The driver told a thin, redheaded white woman to get up and sent her to the third-row seat vacated by the large Negro woman. Then he helped the redhead take down a cheap plastic suitcase, tied together with a stocking. The redhead took it from him quickly, shielding it with her body as if ashamed of its condition. The driver turned to me.

“Okay, sailor,” he said. “You’re goin’ to the first row and this soldier’s takin’ your place.” I started to get up. The pomaded Negro shook his head. “Some shit,” he said. I reached up for my sea bag. I said to the driver: “What’s this all about, anyway?”

“The South,” he said wearily.

There was a white man sleeping against the window in the first row. He was an older man, maybe forty, with thinning blond hair, a long nose, a bony face. He was wearing a checked sport jacket. A black raincoat was drawn tightly up to his chin like a blanket. He had his shoes off and there was a flight bag at his feet. I sat down and the bus finally pulled out. Soon we were back in the rhythm of the road. Dark forests. Distant houses. I thought about Harry Sparrow and Fifi. In bed together.

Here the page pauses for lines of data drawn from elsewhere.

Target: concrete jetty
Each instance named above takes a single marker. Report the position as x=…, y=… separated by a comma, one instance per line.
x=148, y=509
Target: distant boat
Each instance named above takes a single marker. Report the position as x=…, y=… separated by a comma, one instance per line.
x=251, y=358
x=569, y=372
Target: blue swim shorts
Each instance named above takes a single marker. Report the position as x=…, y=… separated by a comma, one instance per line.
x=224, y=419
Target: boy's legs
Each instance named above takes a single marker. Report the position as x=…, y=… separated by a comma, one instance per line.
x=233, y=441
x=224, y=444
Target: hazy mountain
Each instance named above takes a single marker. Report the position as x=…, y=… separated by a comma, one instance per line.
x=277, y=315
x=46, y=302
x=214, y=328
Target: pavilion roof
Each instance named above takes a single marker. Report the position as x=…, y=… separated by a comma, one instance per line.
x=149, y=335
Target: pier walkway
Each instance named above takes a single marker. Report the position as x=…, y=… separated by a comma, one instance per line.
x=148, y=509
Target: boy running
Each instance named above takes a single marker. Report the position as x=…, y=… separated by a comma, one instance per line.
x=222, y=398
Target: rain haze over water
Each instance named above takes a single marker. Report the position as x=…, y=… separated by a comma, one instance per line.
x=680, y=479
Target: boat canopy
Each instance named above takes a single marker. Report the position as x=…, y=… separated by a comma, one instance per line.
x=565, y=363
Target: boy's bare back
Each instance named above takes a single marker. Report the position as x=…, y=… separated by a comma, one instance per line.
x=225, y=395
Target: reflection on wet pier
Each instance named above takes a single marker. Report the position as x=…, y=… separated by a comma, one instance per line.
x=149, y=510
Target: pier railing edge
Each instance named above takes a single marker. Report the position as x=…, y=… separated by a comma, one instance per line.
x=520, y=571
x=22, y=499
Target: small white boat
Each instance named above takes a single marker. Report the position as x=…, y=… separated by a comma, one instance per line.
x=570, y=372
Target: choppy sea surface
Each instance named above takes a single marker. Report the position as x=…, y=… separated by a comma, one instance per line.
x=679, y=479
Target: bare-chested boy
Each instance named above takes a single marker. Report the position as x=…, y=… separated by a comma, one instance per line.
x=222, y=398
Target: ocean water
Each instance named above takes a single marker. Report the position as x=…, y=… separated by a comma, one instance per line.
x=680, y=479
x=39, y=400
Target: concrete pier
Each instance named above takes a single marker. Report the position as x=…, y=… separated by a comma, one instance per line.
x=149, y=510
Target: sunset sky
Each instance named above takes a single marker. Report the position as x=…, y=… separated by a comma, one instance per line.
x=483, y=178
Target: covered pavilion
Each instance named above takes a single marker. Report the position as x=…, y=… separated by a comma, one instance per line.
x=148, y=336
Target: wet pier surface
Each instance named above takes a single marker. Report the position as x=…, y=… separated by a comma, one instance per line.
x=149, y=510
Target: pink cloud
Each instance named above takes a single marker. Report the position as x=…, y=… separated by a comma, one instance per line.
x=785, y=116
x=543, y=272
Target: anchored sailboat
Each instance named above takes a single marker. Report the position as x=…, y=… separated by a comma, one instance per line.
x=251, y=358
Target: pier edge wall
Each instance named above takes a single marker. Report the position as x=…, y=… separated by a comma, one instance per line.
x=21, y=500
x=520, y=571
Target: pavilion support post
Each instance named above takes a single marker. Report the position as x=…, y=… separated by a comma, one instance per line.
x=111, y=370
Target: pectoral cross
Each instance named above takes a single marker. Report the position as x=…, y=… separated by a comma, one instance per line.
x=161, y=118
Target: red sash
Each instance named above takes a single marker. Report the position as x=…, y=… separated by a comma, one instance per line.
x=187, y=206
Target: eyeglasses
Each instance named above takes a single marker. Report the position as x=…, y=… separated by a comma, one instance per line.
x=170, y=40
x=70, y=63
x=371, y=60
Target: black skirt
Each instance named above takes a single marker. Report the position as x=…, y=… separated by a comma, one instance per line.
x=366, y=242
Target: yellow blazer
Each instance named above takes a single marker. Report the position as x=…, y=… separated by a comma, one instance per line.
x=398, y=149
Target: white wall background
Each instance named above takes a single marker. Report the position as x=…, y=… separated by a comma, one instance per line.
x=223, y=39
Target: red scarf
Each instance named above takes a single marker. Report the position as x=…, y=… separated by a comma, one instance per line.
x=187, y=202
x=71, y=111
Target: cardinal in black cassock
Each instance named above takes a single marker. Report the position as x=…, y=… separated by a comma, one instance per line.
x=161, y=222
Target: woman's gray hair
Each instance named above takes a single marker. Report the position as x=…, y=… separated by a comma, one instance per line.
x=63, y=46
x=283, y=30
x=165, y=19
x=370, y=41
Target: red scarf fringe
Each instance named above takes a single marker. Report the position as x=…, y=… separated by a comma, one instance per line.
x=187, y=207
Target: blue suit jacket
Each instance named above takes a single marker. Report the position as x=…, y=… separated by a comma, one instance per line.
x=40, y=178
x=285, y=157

All I needed was another useless hard-on. So I shook Fifi out of my mind, and watched the road and the ease and skill of the driver as he moved the huge bus around slower-moving trucks. I didn’t know how to drive. I was from Brooklyn, where nobody I knew had a car. Including my father. We used the subway to go places. In boot camp, guys laughed when I told them this. You cain’t drahv? Shit, man, what’s yore p’oblem? I tried to explain, but they couldn’t believe it; most of them started driving when they were twelve, thirteen. I guess I admitted I couldn’t drive to avoid talking about the more terrible failure: The dark secret of my virginity.

* * *

Somewhere near Greeneville, the driver picked up a small microphone clamped to the dashboard. He glanced at his watch, then flicked a switch.

In a hoarse voice, he said, “Ladies and gennulmen, in exactly ten seconds, it’ll be January the first, nineteen hunnid an fipty three.”

I heard some applause, but when I glanced around most of the white people were asleep. It was hard to see the Negroes in the dark. Back home, everybody was celebrating, drinking and shouting while Guy Lombardo’s band played “Auld Lang Syne” on the radio. The worst band in the history of the world. The people were probably celebrating because they wouldn’t have to hear Guy Lombardo for another whole year. My father was probably down the block in Rattigan’s, somber and silent while the other men were singing loud and drinking hard; my brothers were banging pots on the fire escape and throwing snowballs at drunks.

And somewhere tonight, I thought, right this second, while this bus takes me where I’ve never been, right now Maureen is with her accountant. She’s at a party with him. Sitting on a couch. Tony Bennett is singing “Because of You” on the phonograph. She’s wearing her blue dress. Or maybe the white one. The accountant is holding her left hand. Or maybe the right. He stands up and she follows. The room is dark, a small lamp on in a corner, maybe thirty watts, maybe red. He starts dancing with her. She moves close to him. In the dark, does she think her accountant is me?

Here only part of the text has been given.